訪問販売について、契約する気はないのに何度も勧誘に来られてうんざり、というご経験のある方も多いと思いますが、このようなしつこい勧誘を断ることはできないのでしょうか。
特定商取引法では「勧誘を受けるかどうか消費者が判断する機会」を保護することを、規制の目的の1つとしています。
そのため、「販売に先立って、業者の名称、契約の締結を勧誘する目的での来所であること、販売しようとしている商品・サービス、担当者名を明示しなければならない」という規制を設け、消費者が判断に必要な情報を勧誘に先立って得られるようにしています。また、正しい情報を与えずに勧誘を行う、キャッチセールスやアポイントメントセールスなどを禁止しています。

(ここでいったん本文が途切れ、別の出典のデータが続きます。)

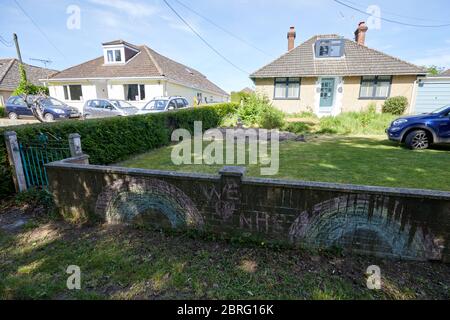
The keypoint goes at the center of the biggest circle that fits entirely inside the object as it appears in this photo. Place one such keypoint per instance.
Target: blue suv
(421, 131)
(53, 109)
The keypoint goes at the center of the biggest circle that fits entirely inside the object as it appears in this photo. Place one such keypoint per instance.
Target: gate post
(75, 145)
(12, 146)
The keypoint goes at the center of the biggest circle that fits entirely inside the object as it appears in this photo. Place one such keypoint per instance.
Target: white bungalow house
(133, 73)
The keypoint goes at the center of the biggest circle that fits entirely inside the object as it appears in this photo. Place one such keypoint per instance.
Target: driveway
(8, 122)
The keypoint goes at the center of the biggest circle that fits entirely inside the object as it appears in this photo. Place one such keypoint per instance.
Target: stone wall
(410, 224)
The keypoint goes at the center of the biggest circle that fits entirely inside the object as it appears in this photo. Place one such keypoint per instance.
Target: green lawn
(130, 263)
(366, 160)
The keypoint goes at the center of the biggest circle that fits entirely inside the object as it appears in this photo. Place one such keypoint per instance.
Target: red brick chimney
(291, 38)
(360, 33)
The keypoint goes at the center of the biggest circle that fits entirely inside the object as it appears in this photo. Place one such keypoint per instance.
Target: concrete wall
(401, 86)
(412, 224)
(173, 89)
(4, 96)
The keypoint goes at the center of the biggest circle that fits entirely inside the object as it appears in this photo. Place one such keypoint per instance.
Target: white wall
(115, 90)
(89, 91)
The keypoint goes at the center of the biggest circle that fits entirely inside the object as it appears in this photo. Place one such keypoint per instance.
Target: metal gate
(38, 152)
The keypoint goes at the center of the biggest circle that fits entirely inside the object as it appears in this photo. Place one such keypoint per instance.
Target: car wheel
(13, 116)
(48, 117)
(418, 140)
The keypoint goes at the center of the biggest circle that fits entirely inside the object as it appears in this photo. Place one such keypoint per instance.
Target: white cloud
(439, 58)
(131, 8)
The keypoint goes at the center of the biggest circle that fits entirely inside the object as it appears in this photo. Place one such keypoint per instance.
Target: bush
(356, 123)
(271, 118)
(395, 105)
(112, 140)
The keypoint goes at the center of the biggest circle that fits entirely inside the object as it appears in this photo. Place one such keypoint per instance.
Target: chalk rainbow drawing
(356, 222)
(126, 199)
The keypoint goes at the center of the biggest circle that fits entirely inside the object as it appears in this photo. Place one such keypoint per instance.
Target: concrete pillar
(12, 146)
(230, 195)
(75, 145)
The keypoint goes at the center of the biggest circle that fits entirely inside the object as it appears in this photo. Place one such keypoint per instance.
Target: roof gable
(358, 60)
(146, 64)
(10, 75)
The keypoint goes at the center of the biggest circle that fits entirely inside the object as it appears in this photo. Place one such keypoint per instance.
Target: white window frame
(69, 95)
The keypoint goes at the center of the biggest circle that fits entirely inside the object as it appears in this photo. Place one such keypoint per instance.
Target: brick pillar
(12, 146)
(75, 145)
(230, 193)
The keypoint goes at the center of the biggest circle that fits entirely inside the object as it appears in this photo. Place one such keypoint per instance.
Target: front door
(327, 95)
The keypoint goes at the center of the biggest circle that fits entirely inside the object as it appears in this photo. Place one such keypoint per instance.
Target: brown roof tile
(358, 60)
(10, 76)
(147, 63)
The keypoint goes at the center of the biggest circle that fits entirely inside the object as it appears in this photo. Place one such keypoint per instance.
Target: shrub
(355, 123)
(395, 105)
(271, 118)
(297, 127)
(112, 140)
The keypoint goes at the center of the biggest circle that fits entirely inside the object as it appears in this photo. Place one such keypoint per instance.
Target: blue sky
(263, 23)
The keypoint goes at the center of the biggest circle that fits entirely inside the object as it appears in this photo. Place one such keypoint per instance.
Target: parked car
(421, 131)
(164, 104)
(53, 109)
(102, 108)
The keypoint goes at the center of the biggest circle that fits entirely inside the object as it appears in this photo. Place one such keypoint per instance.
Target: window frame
(318, 45)
(141, 93)
(287, 82)
(374, 83)
(68, 97)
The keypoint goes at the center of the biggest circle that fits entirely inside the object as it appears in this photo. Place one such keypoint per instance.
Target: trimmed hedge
(112, 140)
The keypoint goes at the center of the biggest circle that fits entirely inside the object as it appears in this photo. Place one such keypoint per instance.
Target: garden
(137, 262)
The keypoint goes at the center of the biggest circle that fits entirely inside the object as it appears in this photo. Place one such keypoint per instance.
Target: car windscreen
(53, 103)
(156, 105)
(121, 104)
(441, 110)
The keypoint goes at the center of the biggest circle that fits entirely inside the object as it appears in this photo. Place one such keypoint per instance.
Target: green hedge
(112, 140)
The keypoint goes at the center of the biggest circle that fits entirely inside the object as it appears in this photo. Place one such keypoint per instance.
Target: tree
(31, 94)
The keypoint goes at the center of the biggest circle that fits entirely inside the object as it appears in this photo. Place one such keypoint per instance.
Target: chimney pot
(360, 33)
(291, 38)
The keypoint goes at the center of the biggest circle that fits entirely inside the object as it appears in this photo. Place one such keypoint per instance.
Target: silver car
(165, 104)
(103, 108)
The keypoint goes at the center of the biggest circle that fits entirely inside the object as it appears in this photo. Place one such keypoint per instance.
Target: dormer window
(329, 48)
(114, 56)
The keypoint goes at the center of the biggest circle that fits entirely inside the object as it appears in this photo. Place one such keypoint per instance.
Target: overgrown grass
(368, 160)
(129, 263)
(351, 123)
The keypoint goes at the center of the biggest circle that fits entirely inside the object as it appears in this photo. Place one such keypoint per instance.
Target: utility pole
(16, 41)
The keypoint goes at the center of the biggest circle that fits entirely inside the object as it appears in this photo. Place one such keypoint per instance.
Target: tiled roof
(358, 60)
(147, 63)
(10, 77)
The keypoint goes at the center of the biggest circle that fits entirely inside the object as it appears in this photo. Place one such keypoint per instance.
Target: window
(134, 92)
(287, 88)
(114, 55)
(375, 87)
(73, 92)
(329, 48)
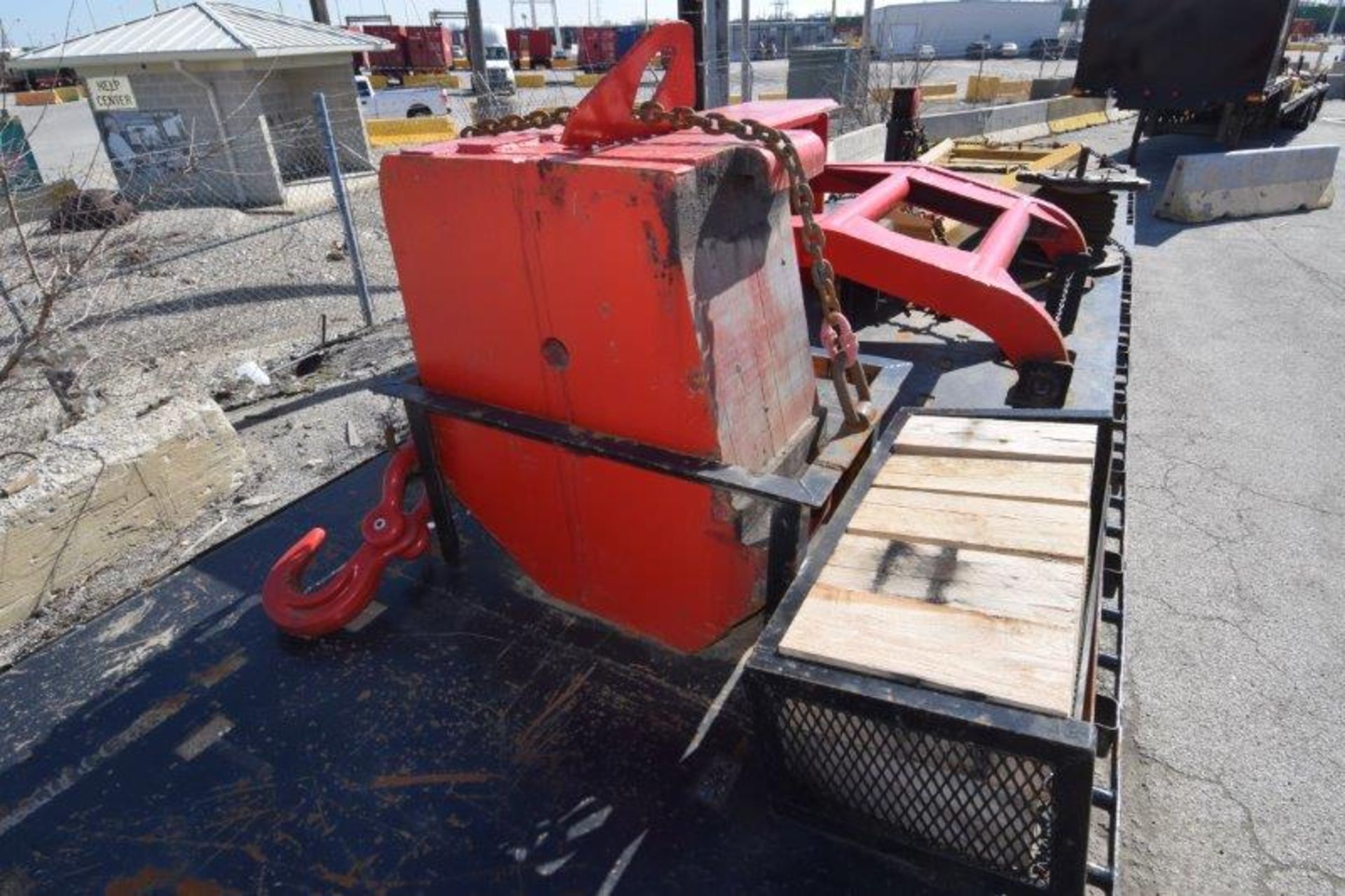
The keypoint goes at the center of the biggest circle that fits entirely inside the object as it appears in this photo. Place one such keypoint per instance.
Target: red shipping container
(390, 60)
(541, 43)
(429, 48)
(536, 42)
(598, 49)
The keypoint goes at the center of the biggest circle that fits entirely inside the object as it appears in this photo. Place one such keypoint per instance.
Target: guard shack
(210, 104)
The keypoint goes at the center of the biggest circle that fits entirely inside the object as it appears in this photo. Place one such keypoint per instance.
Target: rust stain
(160, 880)
(385, 782)
(529, 744)
(223, 669)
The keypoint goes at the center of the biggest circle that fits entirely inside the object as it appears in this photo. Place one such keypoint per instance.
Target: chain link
(801, 200)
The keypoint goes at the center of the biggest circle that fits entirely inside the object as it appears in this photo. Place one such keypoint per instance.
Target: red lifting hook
(389, 532)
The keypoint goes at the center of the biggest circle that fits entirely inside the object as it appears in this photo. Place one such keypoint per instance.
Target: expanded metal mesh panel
(981, 805)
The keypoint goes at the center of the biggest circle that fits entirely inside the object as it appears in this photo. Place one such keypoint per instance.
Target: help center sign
(111, 93)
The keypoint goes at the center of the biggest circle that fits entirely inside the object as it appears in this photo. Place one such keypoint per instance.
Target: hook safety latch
(387, 530)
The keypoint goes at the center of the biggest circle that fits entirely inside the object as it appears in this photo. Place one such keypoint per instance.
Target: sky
(33, 23)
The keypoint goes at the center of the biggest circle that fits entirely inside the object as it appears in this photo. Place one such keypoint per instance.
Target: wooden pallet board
(1051, 482)
(1040, 591)
(1007, 659)
(1005, 439)
(965, 567)
(1008, 525)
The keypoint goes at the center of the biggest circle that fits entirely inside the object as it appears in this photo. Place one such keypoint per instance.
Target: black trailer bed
(1182, 54)
(469, 738)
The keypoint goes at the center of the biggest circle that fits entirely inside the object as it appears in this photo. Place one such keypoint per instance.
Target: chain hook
(387, 532)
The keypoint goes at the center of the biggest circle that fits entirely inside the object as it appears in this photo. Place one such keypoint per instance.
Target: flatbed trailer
(1216, 69)
(470, 732)
(466, 733)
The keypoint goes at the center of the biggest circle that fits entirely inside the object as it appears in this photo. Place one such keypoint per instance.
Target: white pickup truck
(400, 102)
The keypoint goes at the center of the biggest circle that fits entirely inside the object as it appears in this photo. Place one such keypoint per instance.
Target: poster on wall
(147, 150)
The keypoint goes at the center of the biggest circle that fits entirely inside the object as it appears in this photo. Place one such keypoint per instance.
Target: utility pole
(745, 74)
(865, 51)
(476, 48)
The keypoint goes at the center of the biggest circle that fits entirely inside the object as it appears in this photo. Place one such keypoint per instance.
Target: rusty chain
(534, 120)
(776, 142)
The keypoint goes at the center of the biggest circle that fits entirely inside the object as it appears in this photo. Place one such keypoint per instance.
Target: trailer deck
(464, 732)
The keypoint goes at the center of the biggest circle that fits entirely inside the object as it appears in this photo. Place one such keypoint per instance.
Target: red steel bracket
(389, 532)
(973, 286)
(605, 115)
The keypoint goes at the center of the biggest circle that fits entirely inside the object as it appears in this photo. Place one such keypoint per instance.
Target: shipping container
(536, 43)
(626, 38)
(429, 48)
(1304, 29)
(394, 60)
(598, 49)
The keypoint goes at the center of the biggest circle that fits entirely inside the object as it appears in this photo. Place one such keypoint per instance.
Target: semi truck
(1187, 70)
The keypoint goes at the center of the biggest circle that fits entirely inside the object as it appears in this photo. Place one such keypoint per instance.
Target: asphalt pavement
(1234, 731)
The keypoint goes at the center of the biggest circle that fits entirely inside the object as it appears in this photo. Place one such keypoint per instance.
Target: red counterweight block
(647, 291)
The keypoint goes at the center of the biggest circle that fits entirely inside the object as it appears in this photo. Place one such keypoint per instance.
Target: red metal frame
(973, 286)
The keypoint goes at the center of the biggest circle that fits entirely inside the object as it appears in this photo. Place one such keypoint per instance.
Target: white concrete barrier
(1250, 182)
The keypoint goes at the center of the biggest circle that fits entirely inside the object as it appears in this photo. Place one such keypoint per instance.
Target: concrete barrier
(982, 88)
(865, 144)
(1049, 88)
(120, 479)
(944, 125)
(403, 132)
(1250, 182)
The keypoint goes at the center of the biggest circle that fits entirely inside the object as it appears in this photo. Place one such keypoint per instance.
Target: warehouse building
(900, 27)
(212, 104)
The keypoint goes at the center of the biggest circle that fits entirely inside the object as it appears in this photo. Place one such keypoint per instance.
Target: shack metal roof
(205, 30)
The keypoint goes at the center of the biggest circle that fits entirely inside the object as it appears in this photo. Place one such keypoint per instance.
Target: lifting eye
(556, 354)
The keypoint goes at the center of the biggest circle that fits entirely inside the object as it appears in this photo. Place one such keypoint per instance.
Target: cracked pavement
(1235, 736)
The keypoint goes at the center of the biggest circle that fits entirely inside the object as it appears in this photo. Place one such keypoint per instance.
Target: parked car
(979, 50)
(400, 102)
(1045, 49)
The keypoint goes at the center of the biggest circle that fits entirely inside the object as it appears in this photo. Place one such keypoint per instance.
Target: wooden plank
(974, 521)
(1005, 439)
(1054, 482)
(1042, 591)
(1012, 661)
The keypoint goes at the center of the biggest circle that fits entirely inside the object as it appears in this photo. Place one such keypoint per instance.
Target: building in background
(212, 104)
(950, 26)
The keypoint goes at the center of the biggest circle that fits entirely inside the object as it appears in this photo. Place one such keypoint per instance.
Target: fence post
(357, 261)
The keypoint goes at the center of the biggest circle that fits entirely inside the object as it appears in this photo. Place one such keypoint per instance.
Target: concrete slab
(136, 471)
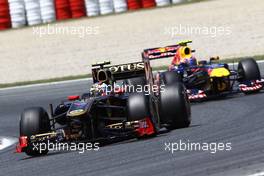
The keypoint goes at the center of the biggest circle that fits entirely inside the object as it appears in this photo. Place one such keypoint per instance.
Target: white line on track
(69, 81)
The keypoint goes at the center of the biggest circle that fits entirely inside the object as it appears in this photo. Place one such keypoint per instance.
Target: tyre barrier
(134, 4)
(77, 8)
(177, 1)
(33, 12)
(106, 7)
(17, 13)
(120, 6)
(5, 20)
(63, 10)
(47, 11)
(92, 7)
(148, 3)
(161, 3)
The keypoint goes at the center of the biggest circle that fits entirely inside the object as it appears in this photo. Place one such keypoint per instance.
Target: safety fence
(19, 13)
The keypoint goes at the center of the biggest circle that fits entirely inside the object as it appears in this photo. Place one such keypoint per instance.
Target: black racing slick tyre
(175, 110)
(248, 70)
(34, 121)
(170, 77)
(137, 106)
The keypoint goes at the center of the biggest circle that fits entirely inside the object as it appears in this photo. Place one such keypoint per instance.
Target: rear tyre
(174, 106)
(34, 121)
(137, 107)
(248, 70)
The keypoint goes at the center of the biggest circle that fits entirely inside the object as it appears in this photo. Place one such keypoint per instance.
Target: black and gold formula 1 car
(108, 112)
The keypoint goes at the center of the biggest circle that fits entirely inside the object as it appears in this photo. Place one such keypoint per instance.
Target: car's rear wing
(163, 52)
(119, 72)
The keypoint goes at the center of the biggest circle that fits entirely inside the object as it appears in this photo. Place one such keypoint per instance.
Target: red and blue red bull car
(207, 79)
(109, 112)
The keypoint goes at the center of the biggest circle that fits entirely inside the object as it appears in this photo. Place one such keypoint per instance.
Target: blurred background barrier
(18, 13)
(33, 12)
(120, 6)
(106, 7)
(63, 10)
(148, 3)
(162, 2)
(47, 10)
(133, 4)
(5, 21)
(77, 8)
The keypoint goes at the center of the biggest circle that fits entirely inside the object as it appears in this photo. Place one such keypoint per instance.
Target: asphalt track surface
(238, 120)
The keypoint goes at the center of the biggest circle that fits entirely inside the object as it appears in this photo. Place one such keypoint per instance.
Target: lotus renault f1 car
(208, 79)
(107, 116)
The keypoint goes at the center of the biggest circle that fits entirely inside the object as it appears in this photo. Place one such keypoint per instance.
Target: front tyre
(248, 70)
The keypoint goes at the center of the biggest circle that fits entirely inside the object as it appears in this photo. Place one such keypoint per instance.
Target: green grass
(67, 78)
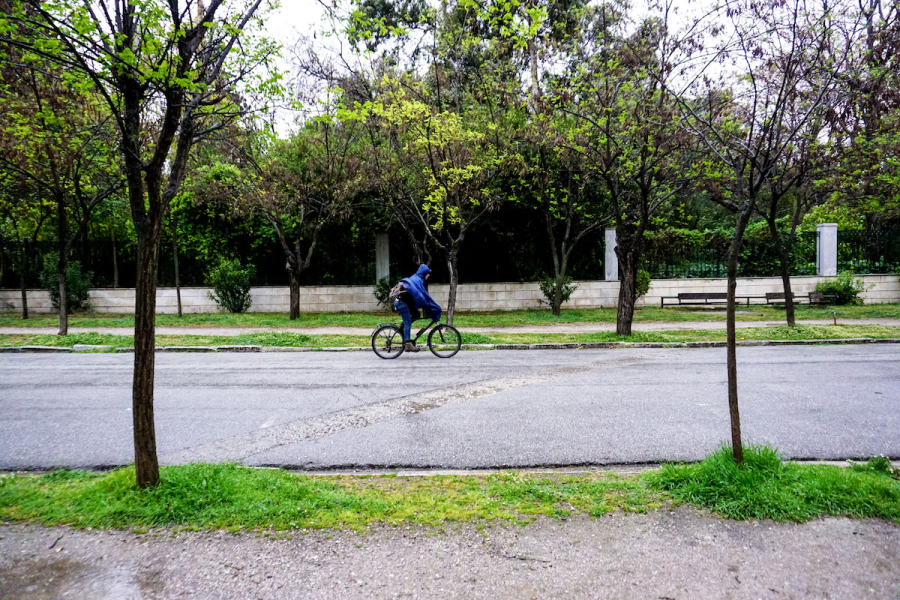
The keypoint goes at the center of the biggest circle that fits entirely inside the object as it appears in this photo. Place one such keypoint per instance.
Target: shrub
(549, 287)
(382, 291)
(78, 284)
(845, 288)
(641, 283)
(231, 285)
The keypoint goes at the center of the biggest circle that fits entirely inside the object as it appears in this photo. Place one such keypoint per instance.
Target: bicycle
(444, 341)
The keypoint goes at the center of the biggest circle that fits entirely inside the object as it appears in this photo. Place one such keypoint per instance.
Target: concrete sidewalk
(683, 554)
(563, 328)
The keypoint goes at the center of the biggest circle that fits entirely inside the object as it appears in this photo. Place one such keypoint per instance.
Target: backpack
(395, 294)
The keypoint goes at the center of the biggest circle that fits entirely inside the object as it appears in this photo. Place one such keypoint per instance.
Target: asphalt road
(322, 410)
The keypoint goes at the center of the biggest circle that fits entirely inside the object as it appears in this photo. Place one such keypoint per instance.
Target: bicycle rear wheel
(444, 341)
(387, 341)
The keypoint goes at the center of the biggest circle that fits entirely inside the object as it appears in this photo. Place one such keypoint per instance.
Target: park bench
(700, 298)
(812, 298)
(778, 298)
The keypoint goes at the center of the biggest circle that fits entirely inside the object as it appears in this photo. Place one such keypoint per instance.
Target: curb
(561, 346)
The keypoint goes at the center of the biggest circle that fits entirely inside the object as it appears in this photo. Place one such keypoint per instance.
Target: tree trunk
(784, 257)
(295, 293)
(177, 277)
(734, 250)
(23, 267)
(454, 282)
(145, 460)
(61, 263)
(556, 301)
(628, 266)
(115, 263)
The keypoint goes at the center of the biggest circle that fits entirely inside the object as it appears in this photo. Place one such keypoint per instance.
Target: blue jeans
(403, 309)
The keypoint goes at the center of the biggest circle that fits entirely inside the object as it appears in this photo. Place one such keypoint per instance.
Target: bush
(548, 287)
(78, 284)
(231, 285)
(845, 288)
(382, 291)
(641, 283)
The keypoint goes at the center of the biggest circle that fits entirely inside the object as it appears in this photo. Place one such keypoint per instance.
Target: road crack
(242, 446)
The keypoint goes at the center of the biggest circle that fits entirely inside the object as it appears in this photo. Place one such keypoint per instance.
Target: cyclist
(411, 295)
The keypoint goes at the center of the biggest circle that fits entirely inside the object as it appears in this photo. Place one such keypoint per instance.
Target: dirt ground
(680, 554)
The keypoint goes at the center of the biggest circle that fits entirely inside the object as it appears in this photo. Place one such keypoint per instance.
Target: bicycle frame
(423, 330)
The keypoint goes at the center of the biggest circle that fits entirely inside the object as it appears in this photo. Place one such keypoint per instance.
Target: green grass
(464, 319)
(229, 496)
(767, 488)
(288, 339)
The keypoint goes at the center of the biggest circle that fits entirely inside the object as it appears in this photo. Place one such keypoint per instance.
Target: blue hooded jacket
(415, 285)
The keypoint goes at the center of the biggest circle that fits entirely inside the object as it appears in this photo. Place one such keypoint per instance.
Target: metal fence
(759, 258)
(863, 252)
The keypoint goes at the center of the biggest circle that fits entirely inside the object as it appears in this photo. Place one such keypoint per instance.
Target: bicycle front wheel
(444, 341)
(387, 341)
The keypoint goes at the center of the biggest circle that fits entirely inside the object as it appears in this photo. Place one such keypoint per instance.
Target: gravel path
(681, 554)
(561, 328)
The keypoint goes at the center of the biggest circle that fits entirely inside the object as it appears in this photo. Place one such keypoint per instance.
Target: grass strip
(767, 488)
(462, 319)
(228, 496)
(300, 340)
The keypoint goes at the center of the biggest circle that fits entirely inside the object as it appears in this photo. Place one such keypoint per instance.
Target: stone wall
(473, 296)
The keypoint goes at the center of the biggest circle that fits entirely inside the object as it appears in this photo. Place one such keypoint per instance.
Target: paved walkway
(680, 554)
(561, 328)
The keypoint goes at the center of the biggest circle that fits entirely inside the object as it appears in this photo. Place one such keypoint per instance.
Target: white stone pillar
(826, 250)
(382, 256)
(611, 261)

さらに、高齢者を中心に、執拗に勧誘を続け消費者を根負けさせて契約にこぎつける悪質な被害が相次いだことから、2008年より「再勧誘の禁止」の規制が追加されました。この規制では、業者は「契約を締結する意志のない旨を表示した者に対し」再勧誘をしてはならないと定められています。
契約を締結する意志のない旨の表示は口頭でかまいませんが、「今日は忙しい」「家族と相談したい」といった言い方では、勧誘を拒否しているとは認められません。販売業者に対し「契約をする気はない」ことをはっきり伝えることが重要です。
また、しつこい勧誘として、事業者が長時間消費者宅へ居座り帰ってくれないので、根負けして契約してしまった、という被害例もよくあります。このような勧誘について特定商取引法では特に規制はありませんが、消費者契約法で契約の取消ができる制度が設けられています。